One very simple performance tweak that's mostly ignored in NumPy is avoiding the use of division and using multiplication. This is not noticeable when dealing with scalar to scalar or array to array divisions when dealing with equal shaped arrays. But NumPy's implicit broadcasting makes it interesting for divisions that allow for broadcasting between arrays of different shapes or between an array and scalar. For those cases, we could get noticeable boost using multiplication with the reciprocal numbers. Thus, for the stated problem, we would pre-compute the reciprocal of a_map and use those for multiplications in place of divisions.

So, at the start do :

r_a_map = 1.0/a_map

Then, within the nested loops, use it as :

KK_l_obs[I0_ : I0_ + nl, I0_ : I0_ + nl] * r_a_map[si[0], si[1]]

Tweak #2

We could use associative property of multiplication there :

A*(B + C) = A*B + A*C

Thus, k_l_th that is summed across all iterations but stays constant could be taken outside of the loop and summed up after getting out of the nested loops. It's effective summation would be : E.dot(k_l_th).dot(E.T). So, we would add this to K_PC.

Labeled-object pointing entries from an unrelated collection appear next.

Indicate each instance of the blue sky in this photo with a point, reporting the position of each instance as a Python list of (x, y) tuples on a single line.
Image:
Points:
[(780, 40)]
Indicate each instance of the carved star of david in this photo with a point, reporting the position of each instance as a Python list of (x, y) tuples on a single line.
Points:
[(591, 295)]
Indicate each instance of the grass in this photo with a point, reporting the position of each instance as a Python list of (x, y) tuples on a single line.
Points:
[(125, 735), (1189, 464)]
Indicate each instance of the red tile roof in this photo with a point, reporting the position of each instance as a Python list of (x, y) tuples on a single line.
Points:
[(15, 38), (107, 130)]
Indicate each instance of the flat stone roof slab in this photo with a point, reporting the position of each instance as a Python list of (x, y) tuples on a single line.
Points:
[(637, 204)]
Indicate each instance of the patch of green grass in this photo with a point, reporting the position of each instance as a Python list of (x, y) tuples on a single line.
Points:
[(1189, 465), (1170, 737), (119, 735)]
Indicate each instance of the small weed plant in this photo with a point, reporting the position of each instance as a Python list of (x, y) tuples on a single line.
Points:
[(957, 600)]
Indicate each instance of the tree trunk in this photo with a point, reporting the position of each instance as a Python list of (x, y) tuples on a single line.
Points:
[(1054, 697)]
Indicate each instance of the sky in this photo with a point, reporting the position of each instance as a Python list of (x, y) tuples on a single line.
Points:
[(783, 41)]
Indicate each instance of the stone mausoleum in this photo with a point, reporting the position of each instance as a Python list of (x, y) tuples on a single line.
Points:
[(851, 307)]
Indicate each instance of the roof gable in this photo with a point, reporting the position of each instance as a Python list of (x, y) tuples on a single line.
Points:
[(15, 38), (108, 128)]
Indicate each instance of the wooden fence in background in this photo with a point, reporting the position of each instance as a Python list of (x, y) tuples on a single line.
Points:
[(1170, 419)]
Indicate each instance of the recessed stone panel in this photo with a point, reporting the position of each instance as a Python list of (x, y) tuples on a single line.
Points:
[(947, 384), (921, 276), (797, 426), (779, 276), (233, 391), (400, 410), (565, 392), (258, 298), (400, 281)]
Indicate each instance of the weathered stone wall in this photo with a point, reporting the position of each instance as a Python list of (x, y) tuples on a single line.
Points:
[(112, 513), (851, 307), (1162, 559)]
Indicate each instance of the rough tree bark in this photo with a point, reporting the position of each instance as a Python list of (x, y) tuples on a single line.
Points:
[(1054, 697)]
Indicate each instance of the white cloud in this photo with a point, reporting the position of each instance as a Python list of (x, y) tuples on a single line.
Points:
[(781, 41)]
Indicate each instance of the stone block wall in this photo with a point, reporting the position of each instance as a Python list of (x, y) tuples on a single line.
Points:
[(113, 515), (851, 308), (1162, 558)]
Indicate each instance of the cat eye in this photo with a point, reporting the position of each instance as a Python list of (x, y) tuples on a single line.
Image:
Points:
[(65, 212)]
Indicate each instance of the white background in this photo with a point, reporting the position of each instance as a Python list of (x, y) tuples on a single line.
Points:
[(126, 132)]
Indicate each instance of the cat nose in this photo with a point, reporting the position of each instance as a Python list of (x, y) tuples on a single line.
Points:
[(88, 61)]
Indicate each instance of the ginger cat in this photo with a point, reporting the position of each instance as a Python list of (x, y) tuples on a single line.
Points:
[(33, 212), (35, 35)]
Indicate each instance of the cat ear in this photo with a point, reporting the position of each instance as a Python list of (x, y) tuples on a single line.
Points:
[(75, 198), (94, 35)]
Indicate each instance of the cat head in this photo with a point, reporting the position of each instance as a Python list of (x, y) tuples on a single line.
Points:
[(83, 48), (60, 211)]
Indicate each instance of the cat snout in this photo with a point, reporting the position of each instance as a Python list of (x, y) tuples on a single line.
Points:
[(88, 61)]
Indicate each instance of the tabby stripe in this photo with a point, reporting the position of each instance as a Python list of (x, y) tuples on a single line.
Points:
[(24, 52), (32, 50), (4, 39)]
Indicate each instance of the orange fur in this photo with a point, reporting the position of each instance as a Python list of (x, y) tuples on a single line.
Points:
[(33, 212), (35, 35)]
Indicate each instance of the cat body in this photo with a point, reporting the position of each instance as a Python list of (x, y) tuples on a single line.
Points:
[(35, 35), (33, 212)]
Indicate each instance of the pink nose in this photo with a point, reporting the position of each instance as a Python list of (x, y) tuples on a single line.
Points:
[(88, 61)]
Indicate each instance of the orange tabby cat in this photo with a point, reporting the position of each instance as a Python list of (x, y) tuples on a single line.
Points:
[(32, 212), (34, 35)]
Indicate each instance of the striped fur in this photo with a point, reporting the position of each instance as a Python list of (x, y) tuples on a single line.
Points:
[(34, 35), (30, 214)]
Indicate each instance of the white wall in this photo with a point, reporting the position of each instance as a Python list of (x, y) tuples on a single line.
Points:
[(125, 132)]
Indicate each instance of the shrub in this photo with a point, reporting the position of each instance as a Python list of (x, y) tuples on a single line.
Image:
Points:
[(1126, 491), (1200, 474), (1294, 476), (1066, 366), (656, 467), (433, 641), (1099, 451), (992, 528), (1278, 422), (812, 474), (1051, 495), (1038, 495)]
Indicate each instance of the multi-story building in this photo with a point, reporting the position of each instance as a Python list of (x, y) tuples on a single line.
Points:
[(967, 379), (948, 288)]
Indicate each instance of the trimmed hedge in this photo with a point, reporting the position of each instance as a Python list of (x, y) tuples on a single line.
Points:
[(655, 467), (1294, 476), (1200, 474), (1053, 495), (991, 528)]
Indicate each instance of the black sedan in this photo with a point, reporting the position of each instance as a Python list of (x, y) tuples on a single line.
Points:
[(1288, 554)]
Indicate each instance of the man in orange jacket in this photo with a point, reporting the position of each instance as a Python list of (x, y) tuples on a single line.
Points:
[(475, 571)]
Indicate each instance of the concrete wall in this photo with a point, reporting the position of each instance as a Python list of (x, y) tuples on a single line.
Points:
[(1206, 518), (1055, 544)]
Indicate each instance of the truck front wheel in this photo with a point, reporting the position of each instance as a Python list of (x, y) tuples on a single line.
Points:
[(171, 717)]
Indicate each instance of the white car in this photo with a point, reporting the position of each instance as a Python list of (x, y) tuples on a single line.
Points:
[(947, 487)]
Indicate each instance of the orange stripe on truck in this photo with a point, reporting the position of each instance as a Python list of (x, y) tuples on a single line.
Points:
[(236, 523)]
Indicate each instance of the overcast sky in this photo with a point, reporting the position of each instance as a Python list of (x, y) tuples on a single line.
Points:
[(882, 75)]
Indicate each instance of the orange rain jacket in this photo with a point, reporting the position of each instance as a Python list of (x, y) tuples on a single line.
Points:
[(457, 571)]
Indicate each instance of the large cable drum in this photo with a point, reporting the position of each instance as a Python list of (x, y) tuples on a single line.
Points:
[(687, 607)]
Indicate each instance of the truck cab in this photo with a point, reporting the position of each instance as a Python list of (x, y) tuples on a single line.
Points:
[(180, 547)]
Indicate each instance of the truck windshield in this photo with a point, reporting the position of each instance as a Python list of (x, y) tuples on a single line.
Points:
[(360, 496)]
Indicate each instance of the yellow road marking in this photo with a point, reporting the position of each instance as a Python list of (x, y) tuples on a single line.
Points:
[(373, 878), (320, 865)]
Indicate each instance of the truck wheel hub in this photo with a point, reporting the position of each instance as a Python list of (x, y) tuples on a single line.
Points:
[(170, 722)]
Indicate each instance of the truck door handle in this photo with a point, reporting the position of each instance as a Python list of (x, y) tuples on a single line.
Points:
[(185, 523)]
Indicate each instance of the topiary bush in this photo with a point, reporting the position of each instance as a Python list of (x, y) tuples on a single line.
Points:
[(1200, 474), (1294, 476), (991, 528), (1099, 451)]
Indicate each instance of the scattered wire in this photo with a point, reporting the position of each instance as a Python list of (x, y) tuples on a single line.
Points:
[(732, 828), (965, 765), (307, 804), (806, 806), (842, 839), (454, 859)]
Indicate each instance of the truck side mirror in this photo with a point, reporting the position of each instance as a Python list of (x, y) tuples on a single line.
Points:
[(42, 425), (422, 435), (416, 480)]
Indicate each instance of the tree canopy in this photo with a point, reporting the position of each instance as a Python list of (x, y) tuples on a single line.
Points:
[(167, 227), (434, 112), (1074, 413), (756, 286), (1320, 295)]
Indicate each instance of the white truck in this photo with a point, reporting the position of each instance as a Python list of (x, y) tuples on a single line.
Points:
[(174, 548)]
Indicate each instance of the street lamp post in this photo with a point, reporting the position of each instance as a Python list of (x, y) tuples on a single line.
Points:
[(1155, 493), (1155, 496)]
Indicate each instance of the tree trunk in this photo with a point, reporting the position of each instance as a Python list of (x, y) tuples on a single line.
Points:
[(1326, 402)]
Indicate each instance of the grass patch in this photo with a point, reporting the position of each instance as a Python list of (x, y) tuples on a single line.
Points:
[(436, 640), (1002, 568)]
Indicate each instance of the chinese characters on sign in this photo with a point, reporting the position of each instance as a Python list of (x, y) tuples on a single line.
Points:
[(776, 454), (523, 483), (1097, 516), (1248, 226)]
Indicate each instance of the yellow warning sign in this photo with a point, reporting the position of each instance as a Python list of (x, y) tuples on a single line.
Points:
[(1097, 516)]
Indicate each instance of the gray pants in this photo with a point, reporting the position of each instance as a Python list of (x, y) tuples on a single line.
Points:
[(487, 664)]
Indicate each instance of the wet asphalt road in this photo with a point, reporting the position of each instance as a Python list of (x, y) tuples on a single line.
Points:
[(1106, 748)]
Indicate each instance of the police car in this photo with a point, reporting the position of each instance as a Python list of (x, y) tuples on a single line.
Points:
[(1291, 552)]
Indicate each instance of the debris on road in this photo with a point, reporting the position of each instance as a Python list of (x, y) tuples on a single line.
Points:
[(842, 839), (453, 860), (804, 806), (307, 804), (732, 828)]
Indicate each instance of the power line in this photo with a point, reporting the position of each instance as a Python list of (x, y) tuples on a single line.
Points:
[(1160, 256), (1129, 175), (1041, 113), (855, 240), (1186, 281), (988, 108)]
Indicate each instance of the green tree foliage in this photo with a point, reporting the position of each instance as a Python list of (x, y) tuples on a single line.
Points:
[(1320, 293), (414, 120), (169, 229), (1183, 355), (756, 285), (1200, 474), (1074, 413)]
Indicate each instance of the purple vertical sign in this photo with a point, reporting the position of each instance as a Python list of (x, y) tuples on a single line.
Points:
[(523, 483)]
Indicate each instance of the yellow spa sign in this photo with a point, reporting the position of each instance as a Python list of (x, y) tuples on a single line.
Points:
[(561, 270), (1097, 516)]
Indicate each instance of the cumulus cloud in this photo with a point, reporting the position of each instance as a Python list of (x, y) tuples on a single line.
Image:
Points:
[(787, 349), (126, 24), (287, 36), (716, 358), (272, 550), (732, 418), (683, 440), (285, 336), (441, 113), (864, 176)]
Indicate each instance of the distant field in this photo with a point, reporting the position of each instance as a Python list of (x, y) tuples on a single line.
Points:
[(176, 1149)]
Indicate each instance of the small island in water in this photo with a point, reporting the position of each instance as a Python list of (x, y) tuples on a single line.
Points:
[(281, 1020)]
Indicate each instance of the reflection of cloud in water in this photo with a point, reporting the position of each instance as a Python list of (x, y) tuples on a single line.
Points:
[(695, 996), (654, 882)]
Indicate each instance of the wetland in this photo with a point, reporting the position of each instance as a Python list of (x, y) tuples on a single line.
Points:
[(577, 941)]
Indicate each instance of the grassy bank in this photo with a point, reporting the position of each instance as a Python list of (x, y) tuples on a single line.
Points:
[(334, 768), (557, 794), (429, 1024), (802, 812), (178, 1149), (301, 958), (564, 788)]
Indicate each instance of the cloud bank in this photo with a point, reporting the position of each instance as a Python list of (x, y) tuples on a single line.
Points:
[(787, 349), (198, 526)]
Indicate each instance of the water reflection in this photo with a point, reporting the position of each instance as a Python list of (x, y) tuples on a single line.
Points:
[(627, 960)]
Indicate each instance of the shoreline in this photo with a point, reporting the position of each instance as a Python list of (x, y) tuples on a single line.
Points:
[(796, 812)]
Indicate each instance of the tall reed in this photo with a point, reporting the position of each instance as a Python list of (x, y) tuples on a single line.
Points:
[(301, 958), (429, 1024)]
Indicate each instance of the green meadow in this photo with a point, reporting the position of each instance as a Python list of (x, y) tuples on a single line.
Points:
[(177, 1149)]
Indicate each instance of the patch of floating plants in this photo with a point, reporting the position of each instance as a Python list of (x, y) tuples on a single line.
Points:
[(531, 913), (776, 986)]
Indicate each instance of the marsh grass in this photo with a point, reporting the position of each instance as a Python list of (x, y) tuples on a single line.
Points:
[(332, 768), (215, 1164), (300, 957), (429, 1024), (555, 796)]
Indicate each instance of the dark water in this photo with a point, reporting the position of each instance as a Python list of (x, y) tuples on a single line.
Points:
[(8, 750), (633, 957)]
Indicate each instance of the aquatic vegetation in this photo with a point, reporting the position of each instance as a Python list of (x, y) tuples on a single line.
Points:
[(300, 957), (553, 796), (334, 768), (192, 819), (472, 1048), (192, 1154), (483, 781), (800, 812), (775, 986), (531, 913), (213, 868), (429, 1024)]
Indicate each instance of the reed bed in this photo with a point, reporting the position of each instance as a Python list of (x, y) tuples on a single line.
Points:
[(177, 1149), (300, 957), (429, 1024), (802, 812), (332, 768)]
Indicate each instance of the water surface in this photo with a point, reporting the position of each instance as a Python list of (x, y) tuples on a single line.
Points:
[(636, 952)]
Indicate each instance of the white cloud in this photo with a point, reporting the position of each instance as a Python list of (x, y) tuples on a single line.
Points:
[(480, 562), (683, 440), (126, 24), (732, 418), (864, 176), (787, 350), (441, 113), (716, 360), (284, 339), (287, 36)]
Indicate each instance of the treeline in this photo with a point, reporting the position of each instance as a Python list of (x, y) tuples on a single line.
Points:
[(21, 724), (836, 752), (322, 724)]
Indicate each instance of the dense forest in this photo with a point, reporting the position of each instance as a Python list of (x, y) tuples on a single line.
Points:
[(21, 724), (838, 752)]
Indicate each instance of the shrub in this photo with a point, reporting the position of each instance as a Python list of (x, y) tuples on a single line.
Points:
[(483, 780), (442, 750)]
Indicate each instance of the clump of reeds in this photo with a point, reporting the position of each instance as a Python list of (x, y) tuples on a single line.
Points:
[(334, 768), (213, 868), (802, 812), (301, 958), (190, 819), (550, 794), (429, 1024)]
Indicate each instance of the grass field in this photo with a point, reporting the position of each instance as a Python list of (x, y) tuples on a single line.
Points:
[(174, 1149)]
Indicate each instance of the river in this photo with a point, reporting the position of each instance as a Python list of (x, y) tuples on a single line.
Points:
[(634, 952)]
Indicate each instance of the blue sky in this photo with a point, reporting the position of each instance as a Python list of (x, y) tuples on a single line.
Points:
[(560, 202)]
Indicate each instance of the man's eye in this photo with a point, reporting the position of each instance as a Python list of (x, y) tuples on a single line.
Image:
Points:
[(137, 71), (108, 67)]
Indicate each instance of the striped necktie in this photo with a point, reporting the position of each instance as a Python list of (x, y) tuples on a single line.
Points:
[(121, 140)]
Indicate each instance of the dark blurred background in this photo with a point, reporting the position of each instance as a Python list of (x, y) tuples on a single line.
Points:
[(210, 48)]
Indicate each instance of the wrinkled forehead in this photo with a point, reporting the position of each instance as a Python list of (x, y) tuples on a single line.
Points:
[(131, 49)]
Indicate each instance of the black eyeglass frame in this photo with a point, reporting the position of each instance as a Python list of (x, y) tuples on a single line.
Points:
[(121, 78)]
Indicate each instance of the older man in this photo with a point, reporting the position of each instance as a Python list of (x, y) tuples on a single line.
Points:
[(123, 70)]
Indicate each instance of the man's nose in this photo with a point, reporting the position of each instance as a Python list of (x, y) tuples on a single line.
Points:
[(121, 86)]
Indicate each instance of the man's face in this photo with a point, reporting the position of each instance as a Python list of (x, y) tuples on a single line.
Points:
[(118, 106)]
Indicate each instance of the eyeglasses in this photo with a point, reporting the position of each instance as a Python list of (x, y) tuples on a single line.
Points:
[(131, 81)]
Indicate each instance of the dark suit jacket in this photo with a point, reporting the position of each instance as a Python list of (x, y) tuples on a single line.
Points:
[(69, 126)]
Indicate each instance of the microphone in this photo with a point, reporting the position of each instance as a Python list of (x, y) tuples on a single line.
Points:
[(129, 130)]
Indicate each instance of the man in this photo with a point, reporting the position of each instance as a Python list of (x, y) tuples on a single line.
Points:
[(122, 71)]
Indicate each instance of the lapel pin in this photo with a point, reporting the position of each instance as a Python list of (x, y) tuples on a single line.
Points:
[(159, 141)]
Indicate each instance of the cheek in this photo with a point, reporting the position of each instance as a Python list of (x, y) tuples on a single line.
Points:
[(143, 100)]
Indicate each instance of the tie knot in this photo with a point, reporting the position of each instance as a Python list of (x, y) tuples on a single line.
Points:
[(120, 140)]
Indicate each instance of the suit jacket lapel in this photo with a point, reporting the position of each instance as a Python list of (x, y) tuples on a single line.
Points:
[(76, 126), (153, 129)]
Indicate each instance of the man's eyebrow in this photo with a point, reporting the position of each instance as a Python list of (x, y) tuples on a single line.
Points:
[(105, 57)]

Finalizing and benchmarking

Using tweak #1 and tweak#2, we would end up with a modified approach, like so -

def original_mod_app():
    r_a_map = 1.0/a_map
    K_PC = np.empty((q, q, X, Y))
    inds = np.ndindex((X, Y))
    for si in inds:
        I0_ = I0[si[0], si[1]]
        K_PC[..., si[0], si[1]] = E.dot(
            KK_l_obs[I0_ : I0_ + nl, I0_ : I0_ + nl] * 
            r_a_map[si[0], si[1]]).dot(E.T)
    return K_PC + E.dot(k_l_th).dot(E.T)[:,:,None,None]

Runtime test with the same sample setup as used in the question -

In [458]: %timeit original_app()
1 loops, best of 3: 1.4 s per loop

In [459]: %timeit original_mod_app()
1 loops, best of 3: 677 ms per loop

In [460]: np.allclose(original_app(), original_mod_app())
Out[460]: True

So, we are getting a speedup of 2x+ there.